Contractual covenants restricting employees’ post-employment activity are generally disfavored by courts and are only enforced in New York if they are found to be "reasonable." These covenants not only limit competition, to the detriment of customers, but they inhibit the employee’s ability to engage in his or her chosen trade or profession. Where restrictive covenants are contained in physicians’ employment or partnership agreements, however, additional policy considerations are implicated, potentially subjecting such covenants to even higher judicial scrutiny. Attorneys drafting or reviewing restrictive covenants involving the practice of medicine should be aware of the unique issues at play where those restrictive covenants become subject to court review.

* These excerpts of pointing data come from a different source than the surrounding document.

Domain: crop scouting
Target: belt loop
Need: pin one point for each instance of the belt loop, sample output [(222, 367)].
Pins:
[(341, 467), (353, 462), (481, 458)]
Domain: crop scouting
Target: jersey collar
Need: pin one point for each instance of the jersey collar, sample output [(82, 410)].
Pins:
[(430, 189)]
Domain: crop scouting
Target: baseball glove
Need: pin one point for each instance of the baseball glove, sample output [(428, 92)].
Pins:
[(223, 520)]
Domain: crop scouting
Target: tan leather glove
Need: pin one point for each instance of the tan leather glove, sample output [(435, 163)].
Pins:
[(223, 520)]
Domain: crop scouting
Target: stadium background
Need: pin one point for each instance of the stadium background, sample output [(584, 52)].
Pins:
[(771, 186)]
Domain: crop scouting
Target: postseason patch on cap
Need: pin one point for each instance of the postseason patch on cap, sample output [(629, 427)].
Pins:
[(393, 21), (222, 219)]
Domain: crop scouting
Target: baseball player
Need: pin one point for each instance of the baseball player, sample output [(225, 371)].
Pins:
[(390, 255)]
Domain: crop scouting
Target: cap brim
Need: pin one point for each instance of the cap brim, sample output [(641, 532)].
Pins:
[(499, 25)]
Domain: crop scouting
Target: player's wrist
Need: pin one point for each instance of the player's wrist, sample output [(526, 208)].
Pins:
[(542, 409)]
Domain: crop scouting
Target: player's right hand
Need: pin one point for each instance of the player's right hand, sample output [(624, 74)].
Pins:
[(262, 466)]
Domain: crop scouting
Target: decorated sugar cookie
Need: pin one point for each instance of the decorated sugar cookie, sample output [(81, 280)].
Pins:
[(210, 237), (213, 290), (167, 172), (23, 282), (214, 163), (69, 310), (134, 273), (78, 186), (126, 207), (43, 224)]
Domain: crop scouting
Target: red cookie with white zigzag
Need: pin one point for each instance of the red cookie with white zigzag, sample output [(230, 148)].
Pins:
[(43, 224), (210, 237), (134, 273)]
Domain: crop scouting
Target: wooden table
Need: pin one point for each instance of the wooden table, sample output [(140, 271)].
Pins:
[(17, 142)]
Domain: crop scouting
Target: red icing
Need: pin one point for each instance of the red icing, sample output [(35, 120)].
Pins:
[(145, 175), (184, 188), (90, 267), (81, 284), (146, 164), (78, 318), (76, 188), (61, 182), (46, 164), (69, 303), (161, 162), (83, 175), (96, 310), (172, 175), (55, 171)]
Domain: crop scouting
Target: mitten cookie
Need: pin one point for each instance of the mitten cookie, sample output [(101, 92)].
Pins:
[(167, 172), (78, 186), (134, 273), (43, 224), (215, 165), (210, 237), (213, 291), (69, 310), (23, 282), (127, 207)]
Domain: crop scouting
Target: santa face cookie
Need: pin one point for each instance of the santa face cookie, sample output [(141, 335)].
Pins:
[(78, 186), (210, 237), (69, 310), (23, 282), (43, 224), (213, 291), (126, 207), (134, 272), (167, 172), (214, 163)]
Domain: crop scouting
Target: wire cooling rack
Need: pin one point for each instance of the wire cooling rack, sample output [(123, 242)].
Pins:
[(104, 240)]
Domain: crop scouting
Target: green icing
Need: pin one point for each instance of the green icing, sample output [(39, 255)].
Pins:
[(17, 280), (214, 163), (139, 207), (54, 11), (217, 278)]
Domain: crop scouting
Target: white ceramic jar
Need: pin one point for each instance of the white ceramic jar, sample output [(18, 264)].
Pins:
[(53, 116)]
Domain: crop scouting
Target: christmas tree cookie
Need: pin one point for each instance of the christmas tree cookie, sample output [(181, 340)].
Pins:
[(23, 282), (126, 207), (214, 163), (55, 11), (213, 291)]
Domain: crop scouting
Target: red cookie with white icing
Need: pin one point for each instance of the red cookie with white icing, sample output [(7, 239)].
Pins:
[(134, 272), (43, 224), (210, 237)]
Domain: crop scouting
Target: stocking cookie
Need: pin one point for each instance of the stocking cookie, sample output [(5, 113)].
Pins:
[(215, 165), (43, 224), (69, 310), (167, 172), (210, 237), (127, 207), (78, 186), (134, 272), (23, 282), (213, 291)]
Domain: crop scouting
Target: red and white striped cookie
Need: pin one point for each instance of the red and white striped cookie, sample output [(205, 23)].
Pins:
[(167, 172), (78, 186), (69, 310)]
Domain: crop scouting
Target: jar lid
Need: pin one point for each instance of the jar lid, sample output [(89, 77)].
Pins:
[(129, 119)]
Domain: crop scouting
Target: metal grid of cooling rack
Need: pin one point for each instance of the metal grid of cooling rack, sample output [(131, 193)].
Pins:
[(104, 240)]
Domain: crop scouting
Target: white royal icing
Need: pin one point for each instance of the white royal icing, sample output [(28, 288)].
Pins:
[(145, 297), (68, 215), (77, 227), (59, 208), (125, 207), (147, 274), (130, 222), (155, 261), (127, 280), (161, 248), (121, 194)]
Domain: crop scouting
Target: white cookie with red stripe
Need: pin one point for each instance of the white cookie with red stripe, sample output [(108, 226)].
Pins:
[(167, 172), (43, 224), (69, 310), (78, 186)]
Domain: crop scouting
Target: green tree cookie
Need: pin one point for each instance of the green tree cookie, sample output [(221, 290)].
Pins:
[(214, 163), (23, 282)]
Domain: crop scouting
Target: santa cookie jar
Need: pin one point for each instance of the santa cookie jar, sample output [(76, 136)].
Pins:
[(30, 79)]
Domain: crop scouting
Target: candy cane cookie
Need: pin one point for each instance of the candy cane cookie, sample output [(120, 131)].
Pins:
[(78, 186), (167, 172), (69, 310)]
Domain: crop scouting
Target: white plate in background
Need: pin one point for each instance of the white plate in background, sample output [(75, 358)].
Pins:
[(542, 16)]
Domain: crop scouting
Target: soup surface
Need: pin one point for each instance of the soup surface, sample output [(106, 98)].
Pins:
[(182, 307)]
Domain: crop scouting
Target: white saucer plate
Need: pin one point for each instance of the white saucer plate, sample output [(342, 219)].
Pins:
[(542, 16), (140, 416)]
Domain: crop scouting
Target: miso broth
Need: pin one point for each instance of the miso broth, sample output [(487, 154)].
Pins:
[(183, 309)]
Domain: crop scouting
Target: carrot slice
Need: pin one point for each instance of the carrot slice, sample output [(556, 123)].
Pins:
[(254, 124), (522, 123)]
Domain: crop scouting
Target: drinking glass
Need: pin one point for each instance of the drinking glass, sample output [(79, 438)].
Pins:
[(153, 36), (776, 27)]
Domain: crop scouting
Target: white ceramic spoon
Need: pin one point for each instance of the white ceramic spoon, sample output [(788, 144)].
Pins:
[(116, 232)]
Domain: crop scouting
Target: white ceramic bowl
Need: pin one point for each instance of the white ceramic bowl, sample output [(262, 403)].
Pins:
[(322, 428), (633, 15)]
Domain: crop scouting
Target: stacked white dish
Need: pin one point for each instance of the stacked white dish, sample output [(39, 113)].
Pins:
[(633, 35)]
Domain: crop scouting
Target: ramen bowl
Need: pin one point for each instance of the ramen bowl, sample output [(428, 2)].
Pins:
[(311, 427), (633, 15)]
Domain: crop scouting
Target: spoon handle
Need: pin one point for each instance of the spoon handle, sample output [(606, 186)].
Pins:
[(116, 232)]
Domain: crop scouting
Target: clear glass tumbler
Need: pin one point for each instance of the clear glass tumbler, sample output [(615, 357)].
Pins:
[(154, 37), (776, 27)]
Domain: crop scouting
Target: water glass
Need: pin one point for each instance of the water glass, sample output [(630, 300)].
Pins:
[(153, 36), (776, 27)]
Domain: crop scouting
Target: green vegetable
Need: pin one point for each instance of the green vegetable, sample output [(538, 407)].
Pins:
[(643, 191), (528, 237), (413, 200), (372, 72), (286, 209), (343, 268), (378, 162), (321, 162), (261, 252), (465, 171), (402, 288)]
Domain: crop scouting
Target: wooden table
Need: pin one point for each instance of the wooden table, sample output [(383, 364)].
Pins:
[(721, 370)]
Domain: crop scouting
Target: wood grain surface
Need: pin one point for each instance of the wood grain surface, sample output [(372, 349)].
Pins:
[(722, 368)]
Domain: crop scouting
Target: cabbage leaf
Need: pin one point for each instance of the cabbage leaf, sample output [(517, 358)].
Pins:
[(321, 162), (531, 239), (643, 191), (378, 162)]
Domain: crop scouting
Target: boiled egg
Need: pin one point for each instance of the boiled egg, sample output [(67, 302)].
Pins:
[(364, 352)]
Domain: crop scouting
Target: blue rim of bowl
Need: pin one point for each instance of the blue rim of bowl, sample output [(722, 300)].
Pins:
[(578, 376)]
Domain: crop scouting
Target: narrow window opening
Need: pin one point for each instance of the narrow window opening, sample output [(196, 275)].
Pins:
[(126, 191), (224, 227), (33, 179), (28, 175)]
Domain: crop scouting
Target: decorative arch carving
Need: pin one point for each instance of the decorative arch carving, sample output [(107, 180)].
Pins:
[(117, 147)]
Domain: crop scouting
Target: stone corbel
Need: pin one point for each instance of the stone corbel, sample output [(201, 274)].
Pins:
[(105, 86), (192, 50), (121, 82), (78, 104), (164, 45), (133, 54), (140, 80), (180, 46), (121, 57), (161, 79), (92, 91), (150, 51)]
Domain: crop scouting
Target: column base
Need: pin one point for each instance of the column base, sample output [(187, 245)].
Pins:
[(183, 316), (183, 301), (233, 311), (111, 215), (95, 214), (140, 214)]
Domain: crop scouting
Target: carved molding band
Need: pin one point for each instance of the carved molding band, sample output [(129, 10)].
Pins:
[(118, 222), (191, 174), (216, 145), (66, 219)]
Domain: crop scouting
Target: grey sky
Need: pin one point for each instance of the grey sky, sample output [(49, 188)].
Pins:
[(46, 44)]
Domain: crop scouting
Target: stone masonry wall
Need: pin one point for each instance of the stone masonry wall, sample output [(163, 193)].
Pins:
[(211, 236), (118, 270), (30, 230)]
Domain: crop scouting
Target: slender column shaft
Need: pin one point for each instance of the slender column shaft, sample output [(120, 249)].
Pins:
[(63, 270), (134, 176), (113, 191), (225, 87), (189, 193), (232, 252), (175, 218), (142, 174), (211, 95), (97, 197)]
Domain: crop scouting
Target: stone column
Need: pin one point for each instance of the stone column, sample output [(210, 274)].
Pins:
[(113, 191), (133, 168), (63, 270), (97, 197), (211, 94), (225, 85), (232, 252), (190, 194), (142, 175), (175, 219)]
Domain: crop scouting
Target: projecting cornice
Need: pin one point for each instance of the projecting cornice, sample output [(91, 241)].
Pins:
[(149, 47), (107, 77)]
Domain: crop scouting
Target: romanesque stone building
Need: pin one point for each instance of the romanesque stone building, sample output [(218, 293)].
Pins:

No Per Se Rule for Physicians
In New York, as well as elsewhere, there is a largely unjustified disparity between how courts treat covenants restricting practice among attorneys as compared to covenants restricting physician practices. Covenants restricting an attorney’s practice are deemed by New York courts to be per se invalid and unenforceable.1 Several states have statutorily prohibited covenants restricting a physician’s ability to practice, or provide that only monetary but not injunctive relief is available for breach of such covenants.2 New York, however, has historically enforced these covenants.3 Examination of the policies behind the rule applied to attorneys reveals that such policies arguably apply equally, if not with greater force, to restrictive covenants involving physicians.